Miami's makes from deep tended to come in bunches, but unfortunately their misses tended to come in even larger bunches. This is when it's helpful to remember that the Heat are not in general a very good three-point shooting team. They finished the regular season fourth worst in all of basketball at three-point accuracy, on middling volume, which is to say the Heat were closer to the team at the bottom of the league in attempts per game than the team at the top. That you are not very good at shooting threes doesn't mean you shouldn't take them—Celtics head coach Joe Mazzulla recently said that three-point attempt rate was the most important statistic in modern basketball—but if the Heat are prepared to live or die in this series by three point proficiency, they should probably start getting their affairs in order. Thursday night they needed some balance in their offense, but excepting a few times when Denver's defense suffered breakdowns and miscommunications, the Heat opted to keep their distance from the rim.

They're aware of the problem, at least, and understood that the shocking free-throw disparity came not from lopsided officiating but from offensive squeamishness. "We shot a lot of jump shots instead of putting pressure on the rim, getting layups, getting to the free-throw line," said Jimmy Butler, who finished with just 13 points on 14 shots, after averaging just under 29 points per game through the Eastern Conference playoffs. Butler, who like 10 other Heat players attempted zero free throws in this one, was strikingly passive. The Heat used ball-screens to get him pointed toward the basket against drop coverage—often just slow-footed Jokic camped at the edge of the paint—and on approximately one zillion of these Butler opted for pull-up mid-rangers. Those are shots Butler is pretty good at, but layups and free throws and especially fouls on Jokic would all have had greater value to the Heat during the competitive portion of Game 1. Butler had five shot attempts inside the paint Thursday night, but only one was a drive to the basket. "Got to get more layups and free throws," he said after the game. "We've got to attack the rim a lot more, myself included."

Whatever it is that will make the rest of the series more competitive than Game 1, it will not be the Nuggets falling back to Earth. In some respects they were closer to Earth than usual, and in at least one regard they were closer to Earth than the Heat were: Denver, one of the league's most accurate three-point shooting teams during the regular season and throughout the Jokic era, missed 19 of 27 attempts from beyond the arc Thursday night, by volume and percentage a worse showing than the team whose asses they all too easily karate-kicked off.
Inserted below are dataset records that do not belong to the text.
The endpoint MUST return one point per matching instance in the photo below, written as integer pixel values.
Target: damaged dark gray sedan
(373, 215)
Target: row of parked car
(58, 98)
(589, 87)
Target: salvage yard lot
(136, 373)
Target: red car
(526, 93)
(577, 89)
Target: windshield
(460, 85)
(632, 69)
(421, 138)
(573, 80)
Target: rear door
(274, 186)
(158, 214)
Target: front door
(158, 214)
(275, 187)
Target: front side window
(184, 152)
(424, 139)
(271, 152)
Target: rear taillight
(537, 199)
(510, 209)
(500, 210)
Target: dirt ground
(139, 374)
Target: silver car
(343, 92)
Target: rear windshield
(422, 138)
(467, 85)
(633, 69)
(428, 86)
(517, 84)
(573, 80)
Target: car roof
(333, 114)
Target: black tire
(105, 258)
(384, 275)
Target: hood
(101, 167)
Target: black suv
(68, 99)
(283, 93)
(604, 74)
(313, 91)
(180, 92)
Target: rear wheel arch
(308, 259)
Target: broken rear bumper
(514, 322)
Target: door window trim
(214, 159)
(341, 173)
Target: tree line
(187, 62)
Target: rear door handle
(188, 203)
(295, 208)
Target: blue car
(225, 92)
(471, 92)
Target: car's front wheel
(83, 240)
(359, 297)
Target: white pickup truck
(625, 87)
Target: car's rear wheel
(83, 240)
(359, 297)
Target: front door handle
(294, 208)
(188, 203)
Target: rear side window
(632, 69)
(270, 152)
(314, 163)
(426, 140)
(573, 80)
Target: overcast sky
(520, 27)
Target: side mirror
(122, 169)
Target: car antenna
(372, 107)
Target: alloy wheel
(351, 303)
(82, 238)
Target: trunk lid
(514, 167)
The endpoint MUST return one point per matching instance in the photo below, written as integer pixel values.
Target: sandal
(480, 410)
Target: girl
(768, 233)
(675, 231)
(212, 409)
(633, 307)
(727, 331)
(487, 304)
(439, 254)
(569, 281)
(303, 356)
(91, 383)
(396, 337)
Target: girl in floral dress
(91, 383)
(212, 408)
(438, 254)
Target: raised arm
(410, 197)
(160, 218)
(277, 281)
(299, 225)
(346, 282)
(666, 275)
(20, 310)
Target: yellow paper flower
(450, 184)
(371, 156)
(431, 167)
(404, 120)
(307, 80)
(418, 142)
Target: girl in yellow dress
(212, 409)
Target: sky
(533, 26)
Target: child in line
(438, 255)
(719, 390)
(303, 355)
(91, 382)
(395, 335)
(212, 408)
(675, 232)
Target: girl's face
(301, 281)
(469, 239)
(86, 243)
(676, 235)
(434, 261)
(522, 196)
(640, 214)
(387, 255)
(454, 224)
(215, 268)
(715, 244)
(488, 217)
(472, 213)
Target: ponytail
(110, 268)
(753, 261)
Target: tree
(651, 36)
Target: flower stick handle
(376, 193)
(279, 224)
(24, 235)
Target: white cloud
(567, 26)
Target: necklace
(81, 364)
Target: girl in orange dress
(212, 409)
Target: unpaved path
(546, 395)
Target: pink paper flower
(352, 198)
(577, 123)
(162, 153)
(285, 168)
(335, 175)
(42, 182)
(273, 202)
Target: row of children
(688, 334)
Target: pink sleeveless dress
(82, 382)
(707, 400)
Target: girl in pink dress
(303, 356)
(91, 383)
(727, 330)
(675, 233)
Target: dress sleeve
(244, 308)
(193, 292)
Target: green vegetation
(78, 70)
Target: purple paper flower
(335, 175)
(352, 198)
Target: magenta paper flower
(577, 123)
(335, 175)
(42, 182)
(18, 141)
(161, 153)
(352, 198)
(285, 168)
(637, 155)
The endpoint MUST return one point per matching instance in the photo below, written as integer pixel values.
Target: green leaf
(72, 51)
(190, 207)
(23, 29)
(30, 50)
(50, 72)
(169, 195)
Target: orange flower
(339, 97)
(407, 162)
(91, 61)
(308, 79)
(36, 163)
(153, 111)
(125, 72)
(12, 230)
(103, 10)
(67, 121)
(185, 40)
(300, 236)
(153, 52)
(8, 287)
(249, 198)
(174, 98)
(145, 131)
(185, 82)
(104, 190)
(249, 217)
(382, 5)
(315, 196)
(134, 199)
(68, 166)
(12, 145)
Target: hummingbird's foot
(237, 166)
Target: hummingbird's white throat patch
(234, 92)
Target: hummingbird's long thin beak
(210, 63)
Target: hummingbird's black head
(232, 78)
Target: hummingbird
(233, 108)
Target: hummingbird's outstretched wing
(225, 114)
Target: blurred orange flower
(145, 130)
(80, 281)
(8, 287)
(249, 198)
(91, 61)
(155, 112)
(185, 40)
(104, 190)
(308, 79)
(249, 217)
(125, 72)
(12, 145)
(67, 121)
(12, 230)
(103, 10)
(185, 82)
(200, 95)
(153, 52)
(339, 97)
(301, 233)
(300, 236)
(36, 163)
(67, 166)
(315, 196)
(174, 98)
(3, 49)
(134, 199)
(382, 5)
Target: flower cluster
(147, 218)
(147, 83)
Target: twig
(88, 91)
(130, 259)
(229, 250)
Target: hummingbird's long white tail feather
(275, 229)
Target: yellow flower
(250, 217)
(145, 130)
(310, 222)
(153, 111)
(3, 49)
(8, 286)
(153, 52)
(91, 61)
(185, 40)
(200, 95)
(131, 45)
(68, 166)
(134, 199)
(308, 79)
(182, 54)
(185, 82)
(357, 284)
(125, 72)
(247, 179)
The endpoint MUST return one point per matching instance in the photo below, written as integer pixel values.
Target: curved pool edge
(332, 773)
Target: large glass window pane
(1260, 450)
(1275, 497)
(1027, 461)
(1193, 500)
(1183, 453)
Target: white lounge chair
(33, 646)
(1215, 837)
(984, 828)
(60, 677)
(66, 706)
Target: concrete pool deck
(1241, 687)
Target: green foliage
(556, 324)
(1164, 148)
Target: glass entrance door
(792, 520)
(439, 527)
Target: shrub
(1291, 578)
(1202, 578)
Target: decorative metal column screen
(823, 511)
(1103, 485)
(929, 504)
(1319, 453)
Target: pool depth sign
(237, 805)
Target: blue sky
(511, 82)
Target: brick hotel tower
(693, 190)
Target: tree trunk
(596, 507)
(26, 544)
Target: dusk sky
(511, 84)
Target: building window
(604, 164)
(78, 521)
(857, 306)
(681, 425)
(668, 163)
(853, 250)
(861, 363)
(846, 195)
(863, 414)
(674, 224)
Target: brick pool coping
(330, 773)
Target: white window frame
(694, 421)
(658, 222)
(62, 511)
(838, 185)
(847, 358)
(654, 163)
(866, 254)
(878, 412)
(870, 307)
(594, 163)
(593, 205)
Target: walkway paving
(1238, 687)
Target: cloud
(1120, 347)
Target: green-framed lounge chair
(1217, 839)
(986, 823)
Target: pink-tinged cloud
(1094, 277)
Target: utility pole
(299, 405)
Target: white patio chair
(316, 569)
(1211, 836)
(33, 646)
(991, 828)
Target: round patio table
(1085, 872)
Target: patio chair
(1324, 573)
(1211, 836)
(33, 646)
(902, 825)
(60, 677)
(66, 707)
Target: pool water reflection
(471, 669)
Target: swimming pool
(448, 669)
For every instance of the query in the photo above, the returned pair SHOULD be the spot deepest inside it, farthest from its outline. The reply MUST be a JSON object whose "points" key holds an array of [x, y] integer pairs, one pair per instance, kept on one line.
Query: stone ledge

There was a distinct mid-major vibe to Miami's whole bearing Thursday night: the well-meaning but distinctly permeable zone defense; the almost deferential refusal to make Jokic protect the rim; the vain hope that uncharacteristically hot three-point shooting would carry them over a physically superior and favored opponent. Apart from just being a kind of depressing vibe for a damn Finals game, it's also a kind of abandonment of The Dog In Them that powered the Heat to this moment. One must remember always to dance with the internal canine that brought them.

The Heat will have to stiffen up, and muster up some offense, and that offense is going to have to hold up in some games where Jokic comes out of half-sleep, does any amount of sweating, and bothers for more than a few scattered possessions to think of himself as more than a proud papa, operating at a supportive remove from his healthy and thriving teammates. If you're gonna lose to the game's best player, at least make sure he's the one who beats you.